Bracing for Impact: Robust Humanoid Push Recovery and Locomotion with Reduced Order Models

TL;DR

This paper introduces a unified control framework for humanoid robots that enhances push recovery during walking by integrating arm use and environment interaction, improving robustness against external disturbances.

Contribution

It combines SRB-MPC with HLIP dynamics and environmental cues to enable humanoids to recover from pushes using arms and walls, a novel integration for robust locomotion.

Findings

Robot recovers from 100N pushes for 0.2s during walking

Improved perturbation rejection and tracking performance

Validated robustness with angled walls and multi-directional pushes

Abstract

Push recovery during locomotion will facilitate the deployment of humanoid robots in human-centered environments. In this paper, we present a unified framework for walking control and push recovery for humanoid robots, leveraging the arms for push recovery while dynamically walking.

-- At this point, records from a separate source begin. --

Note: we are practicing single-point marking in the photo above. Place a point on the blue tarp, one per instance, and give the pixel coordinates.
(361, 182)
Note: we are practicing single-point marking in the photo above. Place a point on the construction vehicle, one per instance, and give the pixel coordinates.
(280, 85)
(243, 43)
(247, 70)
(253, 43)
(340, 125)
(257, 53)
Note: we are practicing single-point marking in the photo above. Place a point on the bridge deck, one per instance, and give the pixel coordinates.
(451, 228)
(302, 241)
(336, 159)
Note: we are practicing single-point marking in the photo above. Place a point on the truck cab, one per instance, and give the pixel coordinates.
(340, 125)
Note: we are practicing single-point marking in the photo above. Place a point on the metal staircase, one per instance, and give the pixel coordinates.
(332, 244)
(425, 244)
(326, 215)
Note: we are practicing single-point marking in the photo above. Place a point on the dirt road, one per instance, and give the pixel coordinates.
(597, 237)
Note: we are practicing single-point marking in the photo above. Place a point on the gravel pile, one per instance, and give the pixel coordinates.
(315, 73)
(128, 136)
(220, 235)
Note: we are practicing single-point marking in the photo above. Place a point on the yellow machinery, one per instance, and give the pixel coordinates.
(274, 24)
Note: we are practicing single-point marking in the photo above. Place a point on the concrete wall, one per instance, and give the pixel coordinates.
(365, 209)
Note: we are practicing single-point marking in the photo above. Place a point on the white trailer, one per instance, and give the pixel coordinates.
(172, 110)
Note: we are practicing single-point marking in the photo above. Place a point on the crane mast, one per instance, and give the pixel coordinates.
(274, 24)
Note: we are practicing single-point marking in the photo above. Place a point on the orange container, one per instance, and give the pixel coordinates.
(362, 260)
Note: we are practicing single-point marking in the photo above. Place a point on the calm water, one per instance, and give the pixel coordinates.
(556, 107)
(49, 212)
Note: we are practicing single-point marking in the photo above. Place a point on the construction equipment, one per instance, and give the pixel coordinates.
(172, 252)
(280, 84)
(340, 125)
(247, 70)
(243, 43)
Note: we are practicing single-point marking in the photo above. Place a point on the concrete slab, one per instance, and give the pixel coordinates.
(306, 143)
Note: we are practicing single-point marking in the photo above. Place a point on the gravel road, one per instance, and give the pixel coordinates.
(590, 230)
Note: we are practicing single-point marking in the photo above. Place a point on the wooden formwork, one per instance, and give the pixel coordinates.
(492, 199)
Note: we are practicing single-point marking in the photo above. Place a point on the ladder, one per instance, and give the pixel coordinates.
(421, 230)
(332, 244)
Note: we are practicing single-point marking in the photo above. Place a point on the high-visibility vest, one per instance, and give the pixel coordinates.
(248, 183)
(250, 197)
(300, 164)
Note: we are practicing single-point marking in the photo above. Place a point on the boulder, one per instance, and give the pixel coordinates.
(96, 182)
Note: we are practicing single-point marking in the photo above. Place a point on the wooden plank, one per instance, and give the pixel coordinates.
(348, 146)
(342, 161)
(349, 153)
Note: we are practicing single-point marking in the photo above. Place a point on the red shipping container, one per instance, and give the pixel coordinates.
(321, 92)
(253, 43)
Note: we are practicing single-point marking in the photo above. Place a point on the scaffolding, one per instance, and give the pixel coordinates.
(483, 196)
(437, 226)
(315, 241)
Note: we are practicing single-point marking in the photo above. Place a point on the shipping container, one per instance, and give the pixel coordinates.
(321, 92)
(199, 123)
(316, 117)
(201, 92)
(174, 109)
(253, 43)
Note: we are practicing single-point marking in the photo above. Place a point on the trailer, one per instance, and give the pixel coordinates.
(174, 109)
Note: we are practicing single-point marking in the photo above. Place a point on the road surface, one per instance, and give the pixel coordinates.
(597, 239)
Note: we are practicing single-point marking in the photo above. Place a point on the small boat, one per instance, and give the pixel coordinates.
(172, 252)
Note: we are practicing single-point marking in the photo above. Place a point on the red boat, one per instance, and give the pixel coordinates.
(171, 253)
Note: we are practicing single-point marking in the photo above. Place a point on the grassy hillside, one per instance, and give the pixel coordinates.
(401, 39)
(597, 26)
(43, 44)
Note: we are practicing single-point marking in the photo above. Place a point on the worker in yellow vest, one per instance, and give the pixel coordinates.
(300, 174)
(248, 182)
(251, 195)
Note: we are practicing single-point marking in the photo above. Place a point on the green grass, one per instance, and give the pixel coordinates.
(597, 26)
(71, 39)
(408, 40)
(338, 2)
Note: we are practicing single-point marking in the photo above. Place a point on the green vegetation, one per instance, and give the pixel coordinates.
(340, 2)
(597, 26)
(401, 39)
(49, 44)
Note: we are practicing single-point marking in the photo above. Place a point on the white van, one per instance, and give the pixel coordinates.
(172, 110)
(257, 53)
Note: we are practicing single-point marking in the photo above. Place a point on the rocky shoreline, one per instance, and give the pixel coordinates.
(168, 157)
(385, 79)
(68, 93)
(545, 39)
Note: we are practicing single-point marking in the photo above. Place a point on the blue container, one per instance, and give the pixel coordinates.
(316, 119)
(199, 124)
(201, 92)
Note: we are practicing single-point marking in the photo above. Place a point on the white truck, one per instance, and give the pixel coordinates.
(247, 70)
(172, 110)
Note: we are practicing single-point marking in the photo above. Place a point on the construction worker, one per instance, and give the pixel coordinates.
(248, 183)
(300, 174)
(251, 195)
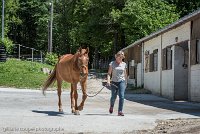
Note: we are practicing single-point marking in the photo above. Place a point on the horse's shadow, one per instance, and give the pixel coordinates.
(49, 113)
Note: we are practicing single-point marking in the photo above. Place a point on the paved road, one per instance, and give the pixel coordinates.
(28, 111)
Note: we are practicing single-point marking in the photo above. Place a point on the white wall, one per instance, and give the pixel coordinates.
(168, 38)
(195, 83)
(152, 79)
(182, 32)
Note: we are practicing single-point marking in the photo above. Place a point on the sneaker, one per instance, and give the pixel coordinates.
(111, 110)
(120, 114)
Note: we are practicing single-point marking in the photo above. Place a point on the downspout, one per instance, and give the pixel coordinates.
(142, 70)
(161, 66)
(189, 65)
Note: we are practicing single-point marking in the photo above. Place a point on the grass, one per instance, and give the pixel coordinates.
(23, 74)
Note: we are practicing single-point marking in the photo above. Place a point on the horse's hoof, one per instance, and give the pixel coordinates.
(60, 110)
(76, 112)
(80, 108)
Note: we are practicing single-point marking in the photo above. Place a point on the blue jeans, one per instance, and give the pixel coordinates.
(117, 87)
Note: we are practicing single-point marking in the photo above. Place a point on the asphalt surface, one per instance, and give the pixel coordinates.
(24, 111)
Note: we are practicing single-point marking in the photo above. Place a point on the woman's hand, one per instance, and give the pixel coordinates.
(108, 84)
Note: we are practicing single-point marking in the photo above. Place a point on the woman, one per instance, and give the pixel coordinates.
(117, 69)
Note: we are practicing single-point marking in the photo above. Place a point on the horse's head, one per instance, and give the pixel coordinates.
(83, 60)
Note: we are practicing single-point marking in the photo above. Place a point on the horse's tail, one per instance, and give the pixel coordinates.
(50, 81)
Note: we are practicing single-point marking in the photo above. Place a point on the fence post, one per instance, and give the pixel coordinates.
(19, 52)
(41, 56)
(32, 54)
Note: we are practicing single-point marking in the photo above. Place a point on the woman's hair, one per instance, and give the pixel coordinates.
(120, 53)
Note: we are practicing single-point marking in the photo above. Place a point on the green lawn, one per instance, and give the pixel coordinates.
(23, 74)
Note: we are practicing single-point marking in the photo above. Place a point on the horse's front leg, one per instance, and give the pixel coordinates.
(59, 91)
(83, 86)
(74, 99)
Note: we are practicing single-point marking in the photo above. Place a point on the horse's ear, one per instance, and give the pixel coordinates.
(87, 50)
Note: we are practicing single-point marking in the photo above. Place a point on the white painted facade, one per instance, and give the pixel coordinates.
(171, 83)
(152, 79)
(182, 33)
(195, 83)
(162, 81)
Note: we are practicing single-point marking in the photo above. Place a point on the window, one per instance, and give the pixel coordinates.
(167, 58)
(155, 60)
(198, 52)
(147, 61)
(153, 66)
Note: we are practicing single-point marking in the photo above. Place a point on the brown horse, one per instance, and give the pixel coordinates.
(72, 69)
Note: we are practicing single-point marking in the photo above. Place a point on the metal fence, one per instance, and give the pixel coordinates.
(26, 53)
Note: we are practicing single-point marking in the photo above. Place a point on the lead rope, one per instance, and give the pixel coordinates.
(100, 90)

The key innovation is to use the environment, such as walls, to facilitate push recovery by combining Single Rigid Body model predictive control (SRB-MPC) with Hybrid Linear Inverted Pendulum (HLIP) dynamics to enable robust locomotion, push detection, and recovery by utilizing the robot's arms to brace against such walls and dynamically adjusting the desired contact forces and stepping patterns. Extensive simulation results on a humanoid robot demonstrate improved perturbation rejection and tracking performance compared to HLIP alone, with the robot able to recover from pushes up to 100N for 0.2s while walking at commanded speeds up to 0.5m/s. Robustness is further validated in scenarios with angled walls and multi-directional pushes.